At that time of year when the spring rains were just ending, the beasts were in magnificent condition. The white bull was running free in a well fenced meadow below the eastern hill, sheltered from the rest of the estate by a belt of eucalyptus. It was Pierre who named him Antiochus. He visited him daily to clean out his private spring and give him something pleasant to crunch. I recommended that, if he wouldn’t hear of a ring in Antiochus’ nose, at least the bull ought to have a headstall. But Pierre saw no need. His animals were all a part of that organic whole, and he expected them to know it and to behave as reasonably as playful children. Mukhtar, his Arab stallion, used to follow him around licking the back of his neck. I have never seen so consciously proud a horse. He was generous with his strength, whether he was obliging his master or his mares.
That was the prevailing mood of Pierre de Valence. And animals in close contact always reflect the character of the human friend. He was an immensely appreciative man—of his life, his estate and his abiding luck. He didn’t like to talk about it. Who does? But one morning when we were gazing down on Bukeia from the upland stream which fed the reservoir he did go so far as to say: ‘Looking after Bukeia—there must be something.’
I was encouraged by sun and scented distances and wind from the sea—all far away from the gropings in darkness which worry and get us nowhere—to ask him what sort of something he believed in.

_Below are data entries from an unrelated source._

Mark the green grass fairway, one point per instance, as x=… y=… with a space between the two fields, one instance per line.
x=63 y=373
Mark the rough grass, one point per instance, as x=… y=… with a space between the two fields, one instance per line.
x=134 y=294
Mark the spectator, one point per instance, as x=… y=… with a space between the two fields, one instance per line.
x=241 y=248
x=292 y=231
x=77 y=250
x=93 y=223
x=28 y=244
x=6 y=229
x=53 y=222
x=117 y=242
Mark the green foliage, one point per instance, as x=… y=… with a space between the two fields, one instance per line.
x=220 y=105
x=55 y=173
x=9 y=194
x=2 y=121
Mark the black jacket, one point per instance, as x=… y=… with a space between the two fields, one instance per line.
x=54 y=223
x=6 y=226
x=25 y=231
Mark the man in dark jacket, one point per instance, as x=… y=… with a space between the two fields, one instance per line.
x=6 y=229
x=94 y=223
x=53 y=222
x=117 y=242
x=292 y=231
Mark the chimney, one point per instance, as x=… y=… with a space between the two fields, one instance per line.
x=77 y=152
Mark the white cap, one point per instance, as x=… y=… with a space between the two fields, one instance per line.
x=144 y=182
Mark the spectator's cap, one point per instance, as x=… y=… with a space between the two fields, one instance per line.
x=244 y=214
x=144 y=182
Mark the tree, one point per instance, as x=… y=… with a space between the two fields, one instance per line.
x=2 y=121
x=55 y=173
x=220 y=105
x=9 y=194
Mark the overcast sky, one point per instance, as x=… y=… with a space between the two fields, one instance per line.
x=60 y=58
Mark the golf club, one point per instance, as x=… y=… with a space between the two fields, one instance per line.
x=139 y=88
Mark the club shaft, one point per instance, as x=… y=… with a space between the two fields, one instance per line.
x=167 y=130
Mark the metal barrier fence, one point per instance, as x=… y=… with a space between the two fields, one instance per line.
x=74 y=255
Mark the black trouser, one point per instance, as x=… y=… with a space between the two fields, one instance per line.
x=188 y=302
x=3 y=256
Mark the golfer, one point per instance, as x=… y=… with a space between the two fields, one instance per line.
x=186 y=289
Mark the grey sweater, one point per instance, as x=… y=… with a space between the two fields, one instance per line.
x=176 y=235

‘I do not know,’ he answered frankly. ‘But in this country the unseen is always present.’
That was true enough. There are seventeen separate religions between the Taurus and Jerusalem. The One, the Merciful, with whom a Mohammedan is content to be alone in the desert, is not enough for the fullness of the Syrian shore.
He dismounted from Mukhtar, and I from Lys. She was a big, eight-year-old brood mare from Turkestan with a will of her own. Mukhtar stayed close to his master, listening for whatever important event had caused him to take to the ground.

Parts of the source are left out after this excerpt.